Segundo a religiosa, a pastoral, por vivenciar essa realidade de violações, é desafiada e instigada a encontrar soluções que dialoguem em busca de ações no intuito de contribuir com a transformação de uma sociedade inclusiva, justa e fraterna: “Por isso, acreditamos que por meio dos trabalhos realizados em vários pontos da cidade de São Paulo conseguimos contribuir para o fortalecimento e o empoderamento dessas mulheres”.

A pastoral sempre esteve intimamente ligada à Sagrada Escritura, inspirada a lutar contra a opressão, a violência, as injustiças, trabalhando pela superação da violência, da fome e de tantas situações de morte. 

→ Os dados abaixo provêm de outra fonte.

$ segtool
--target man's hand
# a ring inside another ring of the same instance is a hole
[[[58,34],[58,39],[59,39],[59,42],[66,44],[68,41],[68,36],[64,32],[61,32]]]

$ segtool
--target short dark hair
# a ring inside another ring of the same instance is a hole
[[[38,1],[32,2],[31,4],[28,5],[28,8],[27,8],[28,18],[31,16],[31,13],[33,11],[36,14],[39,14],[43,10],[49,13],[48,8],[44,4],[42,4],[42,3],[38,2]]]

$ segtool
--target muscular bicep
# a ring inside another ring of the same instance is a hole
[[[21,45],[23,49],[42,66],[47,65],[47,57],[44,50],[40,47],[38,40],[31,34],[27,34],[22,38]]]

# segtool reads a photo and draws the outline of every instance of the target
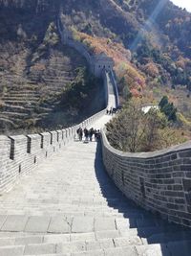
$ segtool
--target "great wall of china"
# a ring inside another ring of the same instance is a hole
[[[63,43],[74,47],[88,60],[92,72],[104,79],[107,107],[118,105],[114,62],[104,55],[92,57],[68,33],[58,30]],[[79,125],[32,135],[0,136],[0,195],[20,176],[33,172],[46,159],[74,141],[78,127],[88,127],[104,116],[105,109]],[[137,204],[169,221],[191,226],[190,142],[149,153],[124,153],[113,149],[102,130],[102,154],[107,173],[119,190]]]

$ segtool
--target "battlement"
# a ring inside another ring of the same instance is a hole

“A Pastoral da Mulher Marginalizada se fortalece na espiritualidade de um Deus que é misericórdia e que nos deu Maria como nossa mãe, modelo do amor perfeito”, encerra Irmã Elizangela.

 “A Igreja reconhece a indispensável contribuição da mulher na sociedade, com uma sensibilidade, uma intuição e certas capacidades peculiares que habitualmente são mais próprias das mulheres que dos homens”, afirmou o Papa Francisco na Exortação Apostólica Evangelii Gaudium ao falar sobre uma característica muito presente na mulher, a sensibilidade.